AI / ML Engineer III
darwinbox
Job Description
- EDUCATION: A Bachelor’s degree in quantitative fields, or related. A Master’s degree is preferred.
- EXPERIENCE: 3-10 years building and delivering production ML or AI systems with measurable business impact. Experience in regulated industries (financial services, insurance, healthcare) is a plus.
- Demonstrated success owning and shipping multiple stable AI/ML releases in complex environments.
- Advanced proficiency in Python and modern ML frameworks (e.g., PyTorch).
- Strong experience with distributed data and ML platforms (Spark, Databricks, MLflow).
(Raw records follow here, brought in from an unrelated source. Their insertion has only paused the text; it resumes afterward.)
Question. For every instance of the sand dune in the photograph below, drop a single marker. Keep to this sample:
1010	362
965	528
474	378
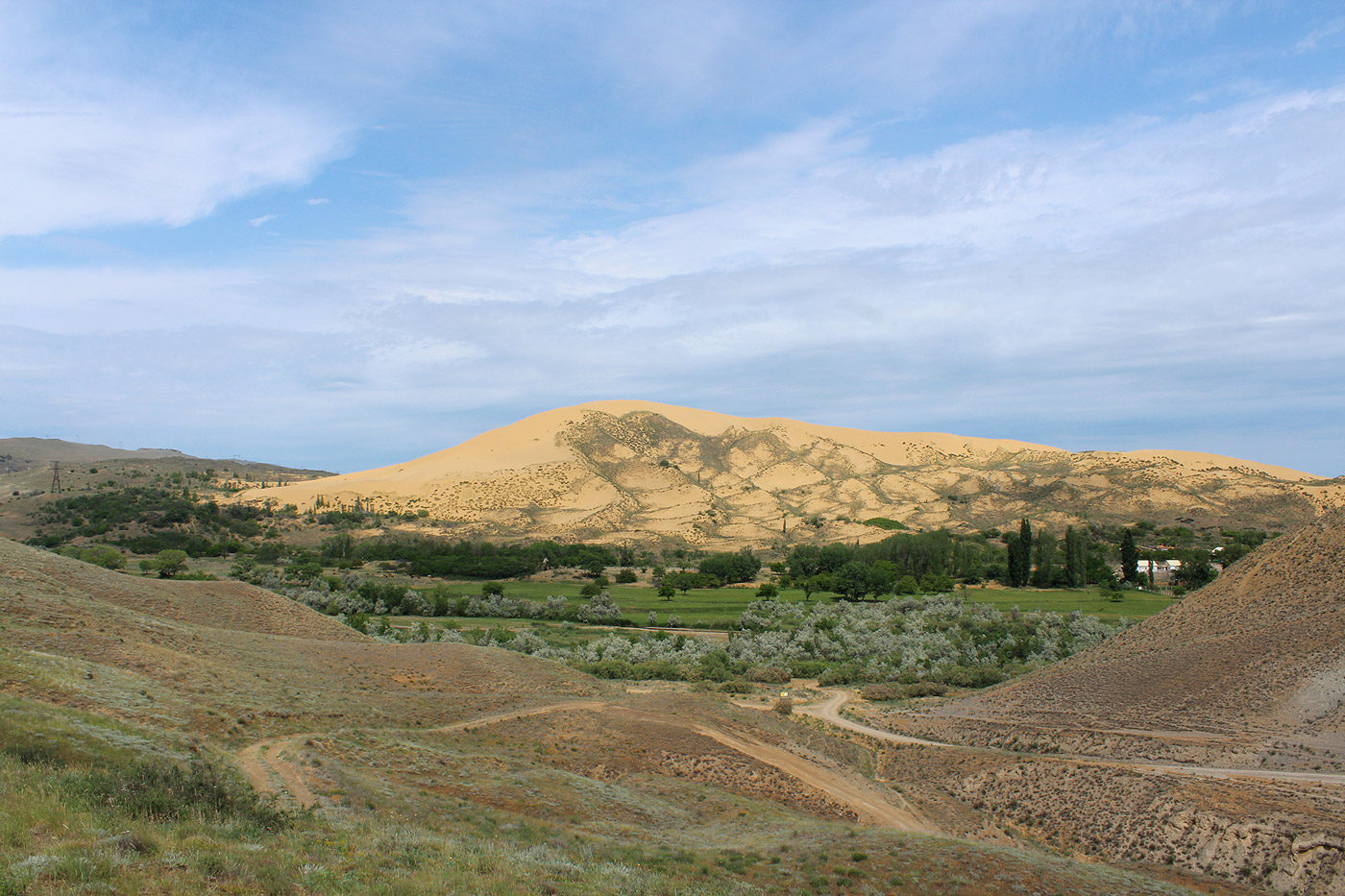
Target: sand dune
659	472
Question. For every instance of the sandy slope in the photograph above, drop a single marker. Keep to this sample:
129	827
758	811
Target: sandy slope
631	470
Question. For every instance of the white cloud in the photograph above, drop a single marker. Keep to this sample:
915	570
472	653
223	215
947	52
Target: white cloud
90	141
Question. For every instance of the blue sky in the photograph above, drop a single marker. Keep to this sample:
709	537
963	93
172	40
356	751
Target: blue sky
343	234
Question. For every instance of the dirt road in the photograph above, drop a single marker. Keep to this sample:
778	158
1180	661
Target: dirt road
271	768
829	711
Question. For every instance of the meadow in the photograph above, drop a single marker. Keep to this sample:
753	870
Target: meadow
721	607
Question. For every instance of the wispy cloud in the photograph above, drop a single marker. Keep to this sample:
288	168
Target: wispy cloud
767	211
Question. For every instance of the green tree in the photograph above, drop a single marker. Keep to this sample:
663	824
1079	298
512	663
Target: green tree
1044	560
1019	554
1129	557
1075	557
804	560
170	563
851	580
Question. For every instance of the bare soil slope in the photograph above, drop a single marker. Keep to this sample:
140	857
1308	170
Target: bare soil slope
234	661
1257	658
641	470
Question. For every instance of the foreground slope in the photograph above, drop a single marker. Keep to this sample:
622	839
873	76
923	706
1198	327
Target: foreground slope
641	470
430	767
1255	658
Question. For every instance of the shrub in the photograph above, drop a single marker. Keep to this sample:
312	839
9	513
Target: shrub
600	610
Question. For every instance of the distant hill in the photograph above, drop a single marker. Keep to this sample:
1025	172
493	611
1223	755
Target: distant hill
627	470
24	453
1258	655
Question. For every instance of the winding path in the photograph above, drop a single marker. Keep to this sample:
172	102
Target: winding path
271	771
829	711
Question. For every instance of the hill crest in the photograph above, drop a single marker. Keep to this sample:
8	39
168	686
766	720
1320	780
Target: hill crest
635	470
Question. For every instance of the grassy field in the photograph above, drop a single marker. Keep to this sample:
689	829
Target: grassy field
720	607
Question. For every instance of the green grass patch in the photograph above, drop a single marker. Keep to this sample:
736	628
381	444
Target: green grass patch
721	607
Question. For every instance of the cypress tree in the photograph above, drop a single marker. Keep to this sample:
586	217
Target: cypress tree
1075	563
1019	556
1129	557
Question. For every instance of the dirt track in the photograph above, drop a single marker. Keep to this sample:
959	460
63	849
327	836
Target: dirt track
830	712
271	772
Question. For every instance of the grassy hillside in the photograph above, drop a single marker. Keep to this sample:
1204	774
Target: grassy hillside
144	727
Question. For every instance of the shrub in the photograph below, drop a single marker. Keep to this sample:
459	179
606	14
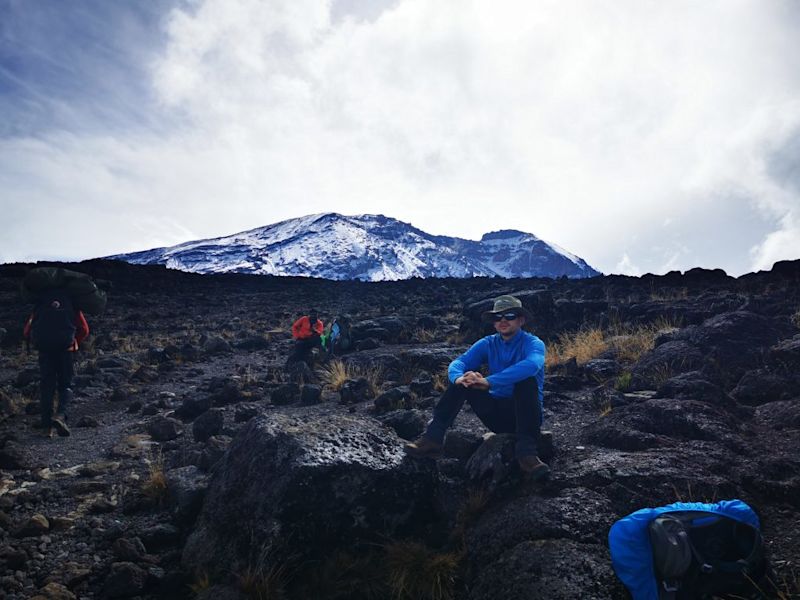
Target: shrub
417	573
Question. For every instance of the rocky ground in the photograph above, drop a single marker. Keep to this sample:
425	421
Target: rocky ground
197	467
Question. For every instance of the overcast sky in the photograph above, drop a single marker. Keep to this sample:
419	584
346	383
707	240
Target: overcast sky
641	135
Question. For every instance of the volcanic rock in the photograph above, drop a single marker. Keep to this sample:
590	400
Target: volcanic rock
305	487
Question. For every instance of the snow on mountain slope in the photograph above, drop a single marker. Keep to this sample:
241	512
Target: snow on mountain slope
368	248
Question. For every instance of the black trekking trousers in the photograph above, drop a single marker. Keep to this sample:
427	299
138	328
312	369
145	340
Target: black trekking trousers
56	372
520	414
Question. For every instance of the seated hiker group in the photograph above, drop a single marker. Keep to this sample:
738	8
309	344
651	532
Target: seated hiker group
310	335
508	400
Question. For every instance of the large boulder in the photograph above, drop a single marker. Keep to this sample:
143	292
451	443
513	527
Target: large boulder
299	488
733	343
532	517
551	568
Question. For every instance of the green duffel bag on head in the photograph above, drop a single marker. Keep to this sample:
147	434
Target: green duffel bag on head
83	292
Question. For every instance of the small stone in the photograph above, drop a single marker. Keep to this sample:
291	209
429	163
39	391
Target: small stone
36	525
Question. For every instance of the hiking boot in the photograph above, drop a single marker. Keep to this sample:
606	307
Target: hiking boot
424	448
60	426
533	467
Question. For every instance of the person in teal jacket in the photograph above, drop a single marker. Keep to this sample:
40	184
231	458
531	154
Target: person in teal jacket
508	400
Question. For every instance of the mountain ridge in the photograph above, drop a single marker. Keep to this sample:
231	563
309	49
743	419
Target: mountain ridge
367	248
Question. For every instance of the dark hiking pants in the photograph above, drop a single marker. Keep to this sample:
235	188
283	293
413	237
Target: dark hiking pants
56	373
520	414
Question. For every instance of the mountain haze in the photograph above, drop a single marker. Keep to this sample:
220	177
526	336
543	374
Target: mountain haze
367	248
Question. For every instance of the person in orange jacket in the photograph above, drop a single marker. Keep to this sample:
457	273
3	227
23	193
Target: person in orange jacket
56	329
306	332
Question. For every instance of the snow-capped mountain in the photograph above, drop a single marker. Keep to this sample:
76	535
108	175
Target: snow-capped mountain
368	248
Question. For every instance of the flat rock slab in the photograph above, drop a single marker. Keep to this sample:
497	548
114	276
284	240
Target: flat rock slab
294	488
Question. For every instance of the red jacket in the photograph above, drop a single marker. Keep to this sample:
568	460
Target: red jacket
81	330
301	330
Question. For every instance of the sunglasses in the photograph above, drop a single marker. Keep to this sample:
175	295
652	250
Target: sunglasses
507	316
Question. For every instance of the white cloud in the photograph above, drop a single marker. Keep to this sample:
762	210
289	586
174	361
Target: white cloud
590	124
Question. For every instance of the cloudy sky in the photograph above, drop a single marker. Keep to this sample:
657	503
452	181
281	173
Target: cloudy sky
642	135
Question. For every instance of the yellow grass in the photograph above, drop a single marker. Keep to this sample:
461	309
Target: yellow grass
155	486
418	573
583	345
629	342
335	373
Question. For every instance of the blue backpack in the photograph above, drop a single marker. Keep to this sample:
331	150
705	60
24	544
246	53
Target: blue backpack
689	550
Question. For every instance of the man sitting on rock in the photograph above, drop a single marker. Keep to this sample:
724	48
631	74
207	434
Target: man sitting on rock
306	331
509	400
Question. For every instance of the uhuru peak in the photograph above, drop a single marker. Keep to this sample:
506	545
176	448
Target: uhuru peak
366	248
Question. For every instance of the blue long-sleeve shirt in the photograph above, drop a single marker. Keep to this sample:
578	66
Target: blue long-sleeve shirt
509	362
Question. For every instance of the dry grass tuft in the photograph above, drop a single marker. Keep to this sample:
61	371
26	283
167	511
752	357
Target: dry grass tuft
335	373
583	345
629	342
417	573
200	584
424	336
344	575
265	583
155	486
623	382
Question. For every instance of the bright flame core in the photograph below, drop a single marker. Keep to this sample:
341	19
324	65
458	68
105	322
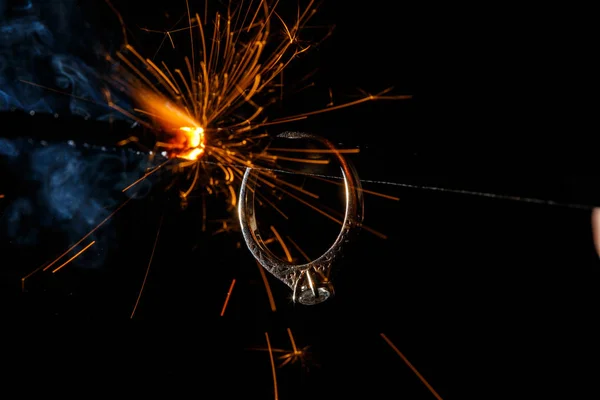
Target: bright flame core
195	139
185	136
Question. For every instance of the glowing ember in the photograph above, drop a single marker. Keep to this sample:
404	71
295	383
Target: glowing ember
185	135
195	140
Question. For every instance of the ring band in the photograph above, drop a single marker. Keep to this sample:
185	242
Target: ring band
310	282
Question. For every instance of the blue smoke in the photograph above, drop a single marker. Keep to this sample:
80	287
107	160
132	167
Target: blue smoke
51	60
70	190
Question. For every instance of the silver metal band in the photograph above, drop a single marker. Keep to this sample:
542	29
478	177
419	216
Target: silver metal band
310	282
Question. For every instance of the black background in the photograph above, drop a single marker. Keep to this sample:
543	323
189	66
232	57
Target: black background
486	297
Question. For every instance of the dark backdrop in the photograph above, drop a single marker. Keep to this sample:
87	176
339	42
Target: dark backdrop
485	296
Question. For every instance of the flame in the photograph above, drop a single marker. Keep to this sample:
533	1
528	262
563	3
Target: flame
185	133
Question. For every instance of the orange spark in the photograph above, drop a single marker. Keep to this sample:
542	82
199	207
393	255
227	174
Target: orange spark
227	298
80	252
389	342
272	366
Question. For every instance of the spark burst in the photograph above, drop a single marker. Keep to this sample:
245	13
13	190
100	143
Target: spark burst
212	114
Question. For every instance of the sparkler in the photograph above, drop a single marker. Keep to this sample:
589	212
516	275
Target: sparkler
211	115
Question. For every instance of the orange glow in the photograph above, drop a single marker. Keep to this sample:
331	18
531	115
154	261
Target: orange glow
187	136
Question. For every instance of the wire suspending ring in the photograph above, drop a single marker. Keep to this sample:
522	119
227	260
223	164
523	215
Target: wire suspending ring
309	282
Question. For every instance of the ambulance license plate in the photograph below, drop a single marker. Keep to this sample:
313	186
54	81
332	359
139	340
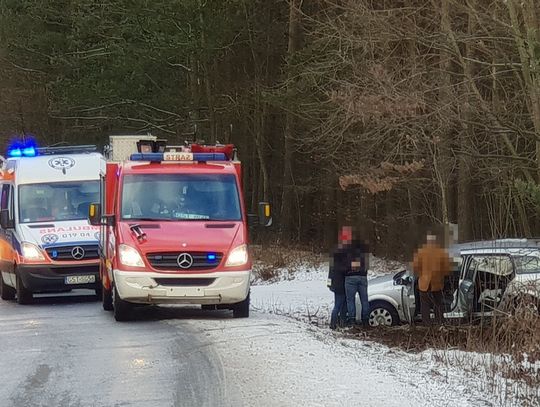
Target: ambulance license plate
80	279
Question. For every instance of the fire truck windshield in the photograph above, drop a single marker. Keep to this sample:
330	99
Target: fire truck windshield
56	201
181	197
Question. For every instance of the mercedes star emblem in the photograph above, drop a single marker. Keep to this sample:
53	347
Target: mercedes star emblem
184	260
77	252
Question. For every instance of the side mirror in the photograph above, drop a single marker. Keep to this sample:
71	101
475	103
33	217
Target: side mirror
265	215
94	214
5	221
253	220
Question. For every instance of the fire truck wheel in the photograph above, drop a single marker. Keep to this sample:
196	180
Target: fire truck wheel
106	299
6	292
24	296
122	309
241	309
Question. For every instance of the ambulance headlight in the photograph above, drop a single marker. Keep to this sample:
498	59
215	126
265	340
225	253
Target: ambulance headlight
129	256
31	252
237	257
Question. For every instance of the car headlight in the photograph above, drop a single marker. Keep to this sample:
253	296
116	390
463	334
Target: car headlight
130	256
31	252
237	257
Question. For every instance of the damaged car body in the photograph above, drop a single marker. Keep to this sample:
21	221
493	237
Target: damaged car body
487	277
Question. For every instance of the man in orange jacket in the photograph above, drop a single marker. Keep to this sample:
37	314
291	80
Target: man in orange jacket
431	264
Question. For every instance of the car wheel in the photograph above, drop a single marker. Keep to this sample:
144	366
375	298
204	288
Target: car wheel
24	296
382	314
122	309
241	309
7	293
106	299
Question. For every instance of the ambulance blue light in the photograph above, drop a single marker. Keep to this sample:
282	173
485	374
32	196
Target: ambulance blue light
19	148
15	152
29	151
159	157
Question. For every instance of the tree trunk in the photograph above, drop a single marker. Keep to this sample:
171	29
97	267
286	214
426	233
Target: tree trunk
289	202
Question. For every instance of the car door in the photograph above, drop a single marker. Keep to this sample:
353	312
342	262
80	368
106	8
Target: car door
7	239
409	295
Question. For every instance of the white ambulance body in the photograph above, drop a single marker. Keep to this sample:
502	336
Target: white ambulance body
46	242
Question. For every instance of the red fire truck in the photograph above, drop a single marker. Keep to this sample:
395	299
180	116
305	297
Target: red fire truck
174	229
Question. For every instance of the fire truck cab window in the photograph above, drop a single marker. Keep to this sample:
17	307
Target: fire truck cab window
180	197
56	201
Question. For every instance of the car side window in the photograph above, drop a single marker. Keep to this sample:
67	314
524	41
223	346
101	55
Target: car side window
527	264
471	265
6	201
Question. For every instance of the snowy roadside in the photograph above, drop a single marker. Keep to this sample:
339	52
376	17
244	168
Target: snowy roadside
303	296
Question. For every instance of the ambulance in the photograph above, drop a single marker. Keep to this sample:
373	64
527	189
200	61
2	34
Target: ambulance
175	229
46	242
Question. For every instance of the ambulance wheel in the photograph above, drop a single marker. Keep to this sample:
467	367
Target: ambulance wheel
106	299
241	309
122	309
7	293
24	296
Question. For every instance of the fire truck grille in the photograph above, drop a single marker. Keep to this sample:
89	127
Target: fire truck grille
184	260
73	253
185	282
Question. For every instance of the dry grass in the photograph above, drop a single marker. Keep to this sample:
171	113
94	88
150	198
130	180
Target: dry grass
506	350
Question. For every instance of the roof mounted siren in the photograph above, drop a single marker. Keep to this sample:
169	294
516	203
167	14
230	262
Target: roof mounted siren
158	150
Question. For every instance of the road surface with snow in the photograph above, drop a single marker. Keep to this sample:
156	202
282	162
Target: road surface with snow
67	351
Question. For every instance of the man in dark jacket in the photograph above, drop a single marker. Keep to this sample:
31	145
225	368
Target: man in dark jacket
356	280
336	283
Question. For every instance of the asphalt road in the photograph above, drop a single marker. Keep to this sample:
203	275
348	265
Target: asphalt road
67	351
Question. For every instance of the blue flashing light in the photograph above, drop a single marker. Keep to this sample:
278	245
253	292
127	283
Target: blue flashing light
209	157
15	152
155	157
20	148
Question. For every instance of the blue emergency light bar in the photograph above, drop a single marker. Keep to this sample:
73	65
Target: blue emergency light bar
159	157
18	149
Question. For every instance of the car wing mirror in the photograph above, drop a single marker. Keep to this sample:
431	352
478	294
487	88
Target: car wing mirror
5	221
94	214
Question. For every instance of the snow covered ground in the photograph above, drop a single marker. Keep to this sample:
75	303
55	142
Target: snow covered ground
304	294
361	372
288	363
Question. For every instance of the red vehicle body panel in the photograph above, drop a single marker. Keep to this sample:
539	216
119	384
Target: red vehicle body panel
163	236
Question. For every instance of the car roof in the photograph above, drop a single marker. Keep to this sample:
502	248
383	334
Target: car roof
497	246
141	167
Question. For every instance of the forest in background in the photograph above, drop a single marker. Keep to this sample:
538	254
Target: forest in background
392	115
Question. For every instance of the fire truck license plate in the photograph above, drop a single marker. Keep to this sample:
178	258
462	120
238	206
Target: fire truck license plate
80	279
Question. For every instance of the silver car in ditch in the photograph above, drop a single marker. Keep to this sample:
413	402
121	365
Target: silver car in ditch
486	276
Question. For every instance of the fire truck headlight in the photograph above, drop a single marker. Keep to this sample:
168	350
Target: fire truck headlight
238	256
129	256
31	252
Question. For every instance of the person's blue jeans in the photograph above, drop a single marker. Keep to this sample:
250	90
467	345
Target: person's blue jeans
353	285
339	313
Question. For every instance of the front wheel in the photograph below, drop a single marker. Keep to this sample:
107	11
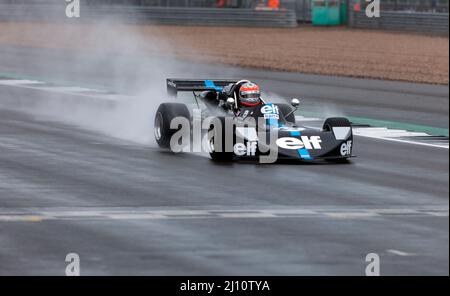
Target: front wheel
217	142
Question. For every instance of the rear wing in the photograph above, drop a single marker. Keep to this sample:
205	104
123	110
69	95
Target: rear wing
178	85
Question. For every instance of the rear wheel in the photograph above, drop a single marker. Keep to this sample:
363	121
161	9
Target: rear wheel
164	115
335	122
328	126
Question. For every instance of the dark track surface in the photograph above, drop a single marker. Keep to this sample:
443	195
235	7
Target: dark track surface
52	166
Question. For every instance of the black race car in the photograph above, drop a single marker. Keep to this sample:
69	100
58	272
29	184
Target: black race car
267	131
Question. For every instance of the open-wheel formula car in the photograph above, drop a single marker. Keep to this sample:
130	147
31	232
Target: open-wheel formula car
248	126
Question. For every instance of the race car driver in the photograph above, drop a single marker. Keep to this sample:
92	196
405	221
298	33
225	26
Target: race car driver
249	95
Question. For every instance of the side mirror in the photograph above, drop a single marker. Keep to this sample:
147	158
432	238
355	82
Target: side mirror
230	102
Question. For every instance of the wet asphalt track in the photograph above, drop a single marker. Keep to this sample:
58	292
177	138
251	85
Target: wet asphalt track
388	201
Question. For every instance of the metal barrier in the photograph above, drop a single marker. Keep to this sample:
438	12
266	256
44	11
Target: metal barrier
404	21
153	15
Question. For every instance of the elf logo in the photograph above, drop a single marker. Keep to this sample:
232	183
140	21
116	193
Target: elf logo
346	148
240	149
270	109
306	142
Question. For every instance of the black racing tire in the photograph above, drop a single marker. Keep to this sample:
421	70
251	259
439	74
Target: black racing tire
215	155
164	115
286	109
335	122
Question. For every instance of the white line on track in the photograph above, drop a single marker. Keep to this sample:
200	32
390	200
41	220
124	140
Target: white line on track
79	214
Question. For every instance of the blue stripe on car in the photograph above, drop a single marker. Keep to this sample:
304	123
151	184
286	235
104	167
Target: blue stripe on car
303	153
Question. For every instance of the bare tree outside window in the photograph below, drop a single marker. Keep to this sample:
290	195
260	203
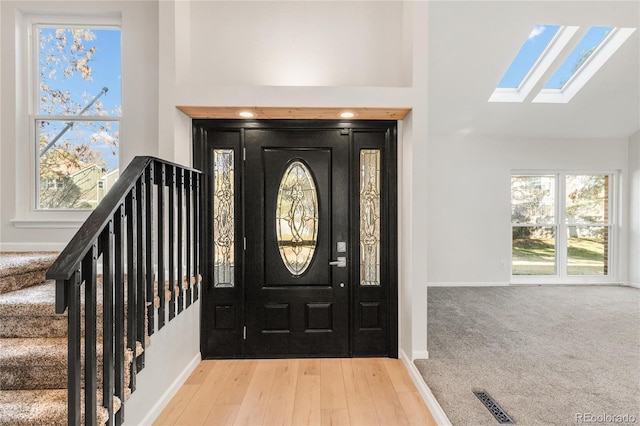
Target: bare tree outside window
77	122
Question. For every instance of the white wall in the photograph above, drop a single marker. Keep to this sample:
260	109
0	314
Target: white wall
468	182
297	43
634	210
138	127
173	354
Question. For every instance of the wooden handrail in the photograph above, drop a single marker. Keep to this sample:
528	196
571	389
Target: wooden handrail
118	236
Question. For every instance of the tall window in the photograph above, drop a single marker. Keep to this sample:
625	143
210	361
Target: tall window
561	224
75	113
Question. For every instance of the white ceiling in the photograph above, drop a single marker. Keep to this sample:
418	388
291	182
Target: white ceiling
472	43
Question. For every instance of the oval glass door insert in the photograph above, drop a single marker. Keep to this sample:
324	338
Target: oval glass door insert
297	218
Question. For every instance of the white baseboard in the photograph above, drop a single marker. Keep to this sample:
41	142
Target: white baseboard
468	284
432	403
32	246
420	355
171	391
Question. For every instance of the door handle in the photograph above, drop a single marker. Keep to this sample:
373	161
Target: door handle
341	262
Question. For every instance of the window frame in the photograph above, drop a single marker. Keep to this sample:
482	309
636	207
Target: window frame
562	228
27	213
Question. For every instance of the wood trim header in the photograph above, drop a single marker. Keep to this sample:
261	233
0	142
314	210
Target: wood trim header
305	113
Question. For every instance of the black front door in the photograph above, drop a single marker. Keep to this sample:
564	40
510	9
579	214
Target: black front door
297	211
299	224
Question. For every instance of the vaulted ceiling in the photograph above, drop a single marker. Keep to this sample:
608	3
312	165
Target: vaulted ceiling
472	43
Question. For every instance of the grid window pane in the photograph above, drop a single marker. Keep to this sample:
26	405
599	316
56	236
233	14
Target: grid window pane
78	168
532	199
533	250
587	199
588	250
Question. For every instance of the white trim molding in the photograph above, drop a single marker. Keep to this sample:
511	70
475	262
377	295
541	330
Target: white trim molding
432	403
171	391
469	284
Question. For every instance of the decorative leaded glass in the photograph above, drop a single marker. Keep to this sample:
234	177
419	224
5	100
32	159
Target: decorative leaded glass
297	218
223	218
370	217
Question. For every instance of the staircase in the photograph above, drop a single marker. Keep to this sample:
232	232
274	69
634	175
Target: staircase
33	345
147	226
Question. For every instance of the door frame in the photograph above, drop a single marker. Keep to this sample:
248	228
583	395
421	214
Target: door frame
363	301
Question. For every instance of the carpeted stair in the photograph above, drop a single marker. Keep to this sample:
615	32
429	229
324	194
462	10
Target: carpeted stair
33	346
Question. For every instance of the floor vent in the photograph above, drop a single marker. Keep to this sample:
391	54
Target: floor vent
494	408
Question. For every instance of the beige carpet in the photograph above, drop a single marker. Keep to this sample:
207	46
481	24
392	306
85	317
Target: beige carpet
548	355
23	269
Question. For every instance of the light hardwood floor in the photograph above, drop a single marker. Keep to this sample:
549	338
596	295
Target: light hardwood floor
328	391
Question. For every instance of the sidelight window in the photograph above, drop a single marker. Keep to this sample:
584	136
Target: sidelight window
223	218
370	217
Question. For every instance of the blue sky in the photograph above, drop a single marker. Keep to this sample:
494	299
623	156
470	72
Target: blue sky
536	43
531	50
592	39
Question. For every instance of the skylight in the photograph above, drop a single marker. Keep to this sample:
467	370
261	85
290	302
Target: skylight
587	46
541	50
543	45
529	53
594	50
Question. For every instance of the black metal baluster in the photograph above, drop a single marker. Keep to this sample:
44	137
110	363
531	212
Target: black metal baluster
196	239
118	221
189	233
107	249
150	248
180	239
171	174
73	351
141	297
132	278
89	272
160	178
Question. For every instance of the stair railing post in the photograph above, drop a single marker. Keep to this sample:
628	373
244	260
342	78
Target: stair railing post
73	351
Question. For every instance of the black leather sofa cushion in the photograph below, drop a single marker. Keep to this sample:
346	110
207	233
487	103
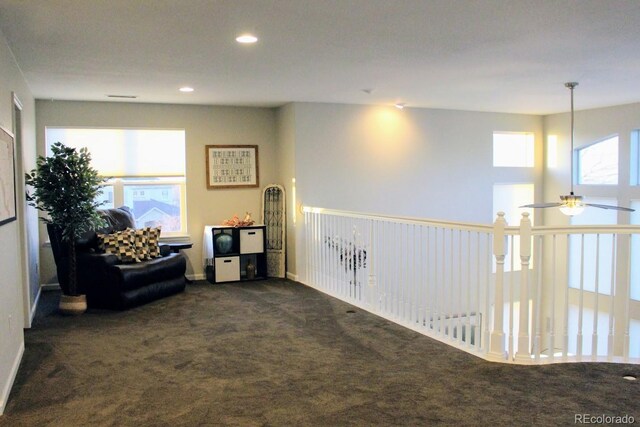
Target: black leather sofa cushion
110	284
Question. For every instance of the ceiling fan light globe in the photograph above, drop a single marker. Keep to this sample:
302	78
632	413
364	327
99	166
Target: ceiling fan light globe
572	210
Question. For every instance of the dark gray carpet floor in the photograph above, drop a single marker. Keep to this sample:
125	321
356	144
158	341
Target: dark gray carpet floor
276	353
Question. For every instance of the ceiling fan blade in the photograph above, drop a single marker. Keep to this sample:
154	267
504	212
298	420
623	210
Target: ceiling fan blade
542	205
617	208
- Proven expertise deploying ML systems using cloud-native and containerized architectures (Azure, Kubernetes, CI/CD pipelines).
- Deep understanding of machine learning and AI techniques, including:
- Supervised & unsupervised learning
- Neural networks and deep learning
- NLP and LLMs
- RAG architectures, fine-tuning, and evaluation strategies
- Supervised & unsupervised learning
- Experience designing MLOps workflows for training, deployment, monitoring, and governance.
- Familiarity with unstructured data systems, search, and retrieval (text and image) is preferred.
- Proven ability to mentor and guide senior technical peers through design reviews and architectural decisions.
- Strong communication skills with the ability to influence engineers, product partners, and leadership.
- Comfort operating with autonomy and accountability in ambiguous, high-impact problem spaces.
Key Behaviors of a Successful Candidate
- Driving Success – Sets goals that inspire others; demonstrates a high level of ambition to achieve outstanding results.
- Improvement Mindset – Identifies the interrelatedness of work activities; targets important areas for improvement across business unit/functions.
- Winning Together - Makes decisions in partnership with impacted business unit/function leaders with the goals of the organization in mind; acts in the best interest of the organization.